The one man is Shin Dong-hyuk, who is of course Korean. Shin was not merely a camp inmate: He was born in a camp, where his parents and older brother were incarcerated because his uncles had escaped to South Korea. As the book says, quoted by Mirsky: “Shin had not been torn away from a civilized existence and forced to descend into hell. He was born and raised there. He accepted its values. He called it home.”
Just the review makes grueling reading: Heaven only knows what the book is like. (I shall soon find out.) The human horror that is North Korea tests the imagination.
And the band played on Peeking forward into April, the centenary of the Titanic sinking is almost upon us.

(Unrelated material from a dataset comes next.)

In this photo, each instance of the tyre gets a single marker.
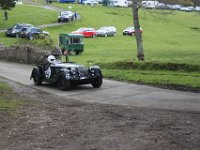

This ages me. No, no, I don’t remember the Titanic sinking — come on. I do, though, clearly remember the 50th anniversary, in 1962. I was in my penultimate year of high school, and just starting to take a serious interest in the large affairs of the world.
The warm-up seemed to have been going on for years. There was a Titanic book, which everyone had read, and a Titanic movie, which everyone had seen. Come the actual anniversary, there were survivors telling their tales on radio and TV. (Great flocks of them were still alive.)
My best friend had an elder brother who lived in London and affected the lifestyle of what later became known as a “young fogey” — old-fashioned styles of dress, manners, furniture, etc. I believe he actually owned a pair of spats. He was a major Titanic buff — had a lovely scale model of the ship in a glass case . . .
Good grief: Reminiscing about past events is idle enough, but reminiscing about the anniversaries of events? I need to get out more.